There was no teargass, no new armored tank-like thingy the SPVM just purchased, just peaceful protest and a nonviolent police response. Exhilarating feeling aside, I wonder why this was the case.
This wasn’t a protest made up of senior citizens and children in strollers, the bulk of those in attendance were pretty hardcore, including the CLAC. These are the same people the police targeted both during the student protests and later, when there was an attempted resurgence after Marois came up with her own tuition increase.
Maybe it has to do with Harper. In fact, I’m sure it has to do with Harper.
Nobody ’round these parts likes the guy and I think that includes the cops. So, while they will do their job and protect him, they clearly don’t have the same gusto and desire to quash the peaceful rebellion they do when it’s a provincial leader, be it Charest or Marois, in the activist crosshairs.

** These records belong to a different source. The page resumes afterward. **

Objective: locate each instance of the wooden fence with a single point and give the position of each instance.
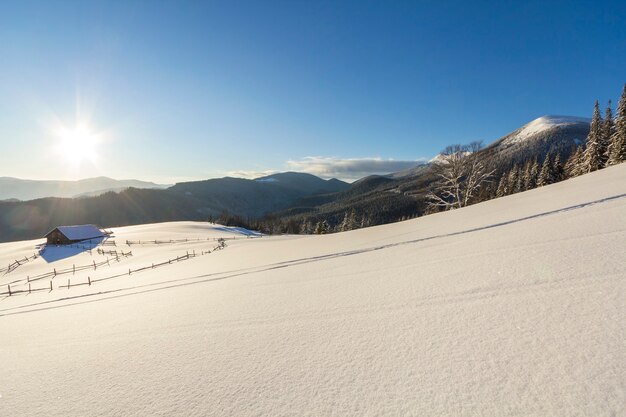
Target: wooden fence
(10, 292)
(18, 262)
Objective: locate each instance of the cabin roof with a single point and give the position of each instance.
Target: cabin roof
(79, 232)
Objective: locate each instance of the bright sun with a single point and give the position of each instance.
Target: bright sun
(77, 144)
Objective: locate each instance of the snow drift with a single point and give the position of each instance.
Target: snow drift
(510, 307)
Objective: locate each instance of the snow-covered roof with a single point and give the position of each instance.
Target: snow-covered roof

If this had been, say, a student protest, with the same protestors in attendance behaving the same way, things would have ended differently. In fact, within minutes of activists taking the streets, there would have been a police kettle.
It is widely known that most Montreal police don’t live in the city, but they do live in Quebec and that is where their loyalty is. I only hope they realize soon and en masse that their provincial masters in Quebec City are just as pro-austerity, anti-worker and for an elite class that doesn’t include them as Harper is.

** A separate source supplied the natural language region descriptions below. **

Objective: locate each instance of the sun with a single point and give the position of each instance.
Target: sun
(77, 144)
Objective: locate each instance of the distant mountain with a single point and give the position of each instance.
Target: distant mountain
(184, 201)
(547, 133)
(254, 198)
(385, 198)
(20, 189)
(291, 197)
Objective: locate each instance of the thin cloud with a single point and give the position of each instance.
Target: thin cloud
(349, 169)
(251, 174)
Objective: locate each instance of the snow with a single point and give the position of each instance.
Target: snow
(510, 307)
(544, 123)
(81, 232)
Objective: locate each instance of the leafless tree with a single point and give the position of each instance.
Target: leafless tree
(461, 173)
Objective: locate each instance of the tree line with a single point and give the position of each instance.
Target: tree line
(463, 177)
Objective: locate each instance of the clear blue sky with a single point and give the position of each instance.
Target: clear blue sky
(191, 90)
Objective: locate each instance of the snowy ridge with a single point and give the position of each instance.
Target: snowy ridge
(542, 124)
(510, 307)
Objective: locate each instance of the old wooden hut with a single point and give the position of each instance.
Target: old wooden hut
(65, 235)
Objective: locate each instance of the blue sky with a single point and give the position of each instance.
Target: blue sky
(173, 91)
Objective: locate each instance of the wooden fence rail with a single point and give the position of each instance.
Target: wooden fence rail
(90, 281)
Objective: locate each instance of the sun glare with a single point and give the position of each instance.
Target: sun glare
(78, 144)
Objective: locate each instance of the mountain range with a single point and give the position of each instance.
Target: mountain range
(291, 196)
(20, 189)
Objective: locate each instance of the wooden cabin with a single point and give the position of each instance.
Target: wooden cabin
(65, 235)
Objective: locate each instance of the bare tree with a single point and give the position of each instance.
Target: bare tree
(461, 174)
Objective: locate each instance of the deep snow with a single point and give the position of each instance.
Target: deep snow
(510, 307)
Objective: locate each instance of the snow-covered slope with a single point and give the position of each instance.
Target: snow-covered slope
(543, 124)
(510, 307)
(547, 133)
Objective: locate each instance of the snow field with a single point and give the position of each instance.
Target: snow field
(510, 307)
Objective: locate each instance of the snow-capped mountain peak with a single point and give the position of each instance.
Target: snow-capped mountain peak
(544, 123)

I also hope that they realize opposition to Harper means standing up for Idle No More-affiliated Native activists as they stand against Harper’s devastating ecological policies which affect us all while asserting their own self determination. The SPVM embarrassed themselves when they tore down a tipi recently and even compared the Native activists to occupiers, apparently irony isn’t something they teach police trainees.
There are a long list of reasons to oppose Harper, the group who organised this protest outlined a few on the Facebook event page. I can only hope the SPVM officers realize that its those reasons that got people to the streets and not the fact that Harper is some douche from Calgary (or Toronto) that none of their friends voted for.

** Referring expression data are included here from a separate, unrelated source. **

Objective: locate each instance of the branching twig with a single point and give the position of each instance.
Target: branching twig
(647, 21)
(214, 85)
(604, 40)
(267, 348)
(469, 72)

Harper is a figurehead, as is Marois and Charest before her. If the SPVM are cool with activists protesting one, then they should be cool with the same people protesting the others.
The state is the state. As agents of the state, SPVM officers should learn that and realize that they actually don’t work for the state, in theory, but the people, the same people they kettle for protesting one leader and exchange jokes with when they are targeting another.
We need more vibratnt and fun protests like this one in Montreal that aren’t crushed before they have a chance to get going. I hope we don’t have to wait until Stephen Harper returns for that to happen.